Hello folks,

A question that occurred to me while implementing a new data structure recently, which I'm not sure I've ever seen a reason for.

Why must bidirectional ranges also be forward ranges (as opposed to just input ranges)?

It doesn't seem to me that the `save` property is inherently required to iterate backwards over a range -- just the `back` and `popBack` methods.

It makes sense that, for bidirectionality, the range needs to be deterministic, so that iterating backward gives the exact same elements as iterating forward, just in reverse order. But it seems strange to require the `save` property in order to automatically assume deterministic behaviour.

For context, the use-case I have is a data structure which stores an internal buffer as an array. A robust `save` method would therefore have to duplicate the array (or at least the active subset of its contents). This means a fresh heap allocation per `save`, which has some nasty implications for phobos algorithms that eagerly `.save` when they can.

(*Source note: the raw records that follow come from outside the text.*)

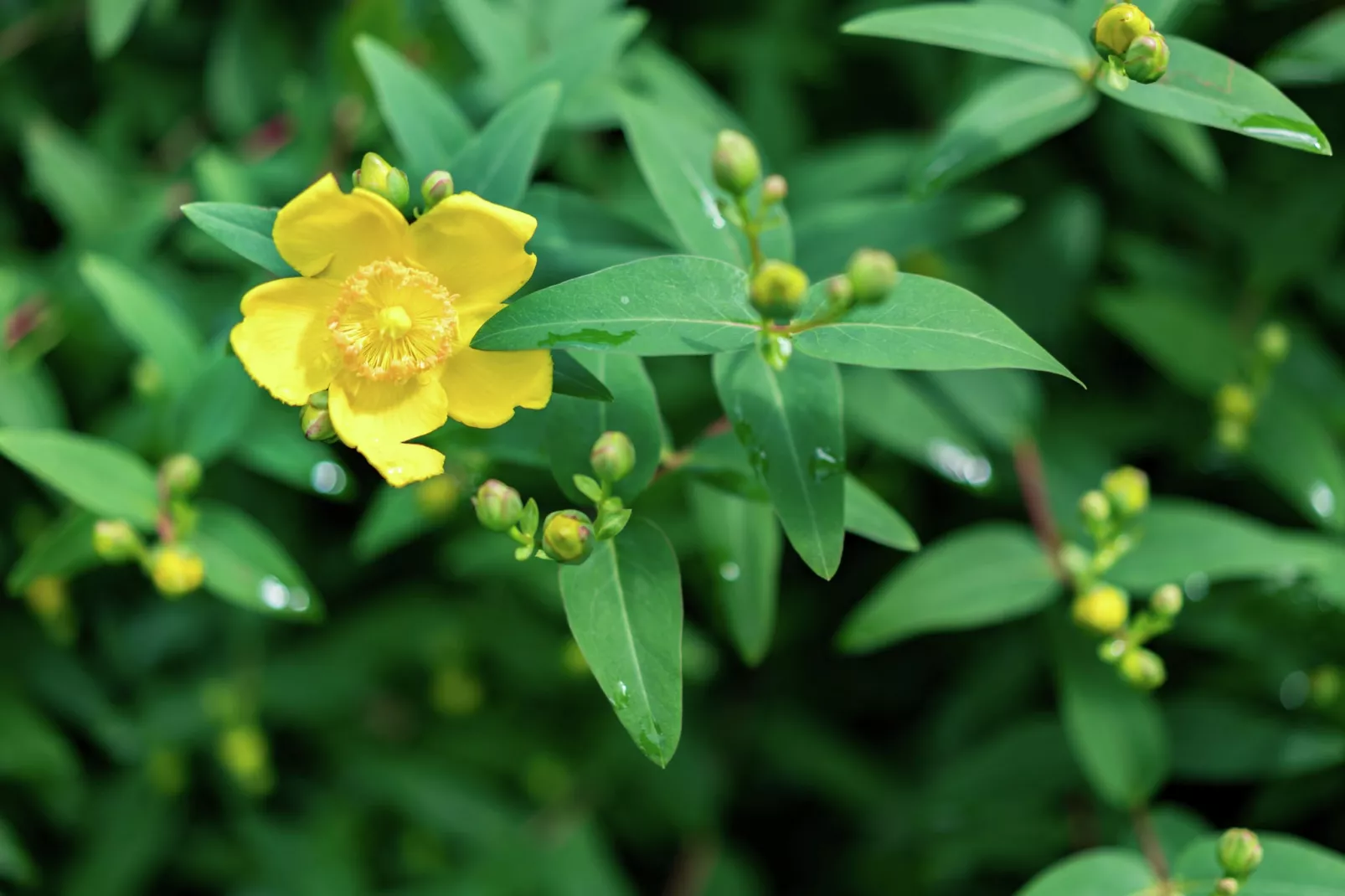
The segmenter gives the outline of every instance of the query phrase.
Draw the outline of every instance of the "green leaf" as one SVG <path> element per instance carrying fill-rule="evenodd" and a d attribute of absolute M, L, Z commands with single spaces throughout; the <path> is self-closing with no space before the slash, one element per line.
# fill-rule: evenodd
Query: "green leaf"
<path fill-rule="evenodd" d="M 355 55 L 374 87 L 378 110 L 401 151 L 414 191 L 430 171 L 448 168 L 471 140 L 472 125 L 429 75 L 382 40 L 359 35 Z"/>
<path fill-rule="evenodd" d="M 919 274 L 902 274 L 882 304 L 863 305 L 841 323 L 806 330 L 794 344 L 815 358 L 865 367 L 1024 367 L 1079 382 L 994 305 L 962 287 Z"/>
<path fill-rule="evenodd" d="M 272 230 L 278 209 L 260 209 L 237 202 L 191 202 L 182 207 L 187 218 L 247 261 L 277 277 L 297 277 L 299 272 L 280 257 Z"/>
<path fill-rule="evenodd" d="M 691 486 L 701 544 L 729 639 L 748 666 L 771 647 L 780 589 L 780 523 L 771 505 Z"/>
<path fill-rule="evenodd" d="M 178 305 L 130 268 L 105 256 L 81 258 L 79 276 L 121 335 L 159 365 L 167 387 L 182 391 L 200 370 L 203 348 Z"/>
<path fill-rule="evenodd" d="M 894 40 L 970 50 L 1054 69 L 1089 69 L 1096 54 L 1056 16 L 1014 4 L 931 3 L 882 9 L 841 27 Z"/>
<path fill-rule="evenodd" d="M 835 365 L 795 355 L 777 371 L 761 352 L 714 357 L 714 389 L 790 544 L 823 578 L 845 545 L 845 432 Z"/>
<path fill-rule="evenodd" d="M 74 432 L 0 429 L 0 453 L 95 517 L 155 526 L 155 471 L 120 445 Z"/>
<path fill-rule="evenodd" d="M 633 355 L 707 355 L 756 342 L 748 276 L 713 258 L 631 261 L 510 303 L 473 348 L 596 348 Z"/>
<path fill-rule="evenodd" d="M 1015 896 L 1137 896 L 1153 884 L 1153 872 L 1139 853 L 1089 849 L 1056 862 Z"/>
<path fill-rule="evenodd" d="M 845 478 L 845 529 L 897 550 L 920 550 L 920 538 L 905 517 L 851 475 Z"/>
<path fill-rule="evenodd" d="M 1098 640 L 1065 613 L 1053 615 L 1052 635 L 1060 717 L 1084 776 L 1112 809 L 1143 806 L 1167 778 L 1167 732 L 1158 702 L 1104 663 Z"/>
<path fill-rule="evenodd" d="M 117 52 L 136 27 L 145 0 L 89 0 L 89 46 L 100 59 Z"/>
<path fill-rule="evenodd" d="M 635 444 L 635 470 L 616 483 L 613 492 L 627 505 L 654 479 L 663 452 L 654 383 L 635 355 L 576 350 L 574 359 L 611 390 L 612 401 L 586 401 L 557 396 L 546 408 L 551 475 L 572 500 L 585 500 L 574 488 L 574 475 L 592 475 L 589 452 L 604 432 L 619 431 Z"/>
<path fill-rule="evenodd" d="M 1073 73 L 1040 69 L 1005 73 L 952 113 L 924 157 L 912 167 L 911 184 L 915 190 L 943 190 L 966 180 L 1068 130 L 1096 108 L 1098 91 Z"/>
<path fill-rule="evenodd" d="M 518 207 L 560 101 L 560 86 L 543 83 L 496 112 L 453 157 L 455 188 Z"/>
<path fill-rule="evenodd" d="M 317 592 L 265 526 L 229 505 L 199 502 L 191 546 L 206 565 L 206 591 L 243 609 L 319 622 Z"/>
<path fill-rule="evenodd" d="M 869 652 L 927 632 L 991 626 L 1034 613 L 1059 592 L 1028 529 L 981 523 L 898 565 L 846 618 L 838 643 Z"/>
<path fill-rule="evenodd" d="M 642 517 L 561 566 L 570 634 L 636 745 L 667 766 L 682 737 L 682 580 L 677 554 Z"/>
<path fill-rule="evenodd" d="M 1332 155 L 1332 144 L 1313 120 L 1251 69 L 1185 38 L 1169 36 L 1167 46 L 1171 61 L 1158 83 L 1118 90 L 1103 78 L 1099 87 L 1137 109 Z"/>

So, I'd rather not implement `save` in this case. But there is nothing that blocks implementing `back` and `popBack`; yet I can't use these with any of the functionality that requires bidirectionality, because the current `isBidirectionalRange` check requires `save`.

So what gives? Are there some reasons for the `save` requirement on bidirectional ranges that I'm missing? And regardless, any advice on how to handle my particular use-case?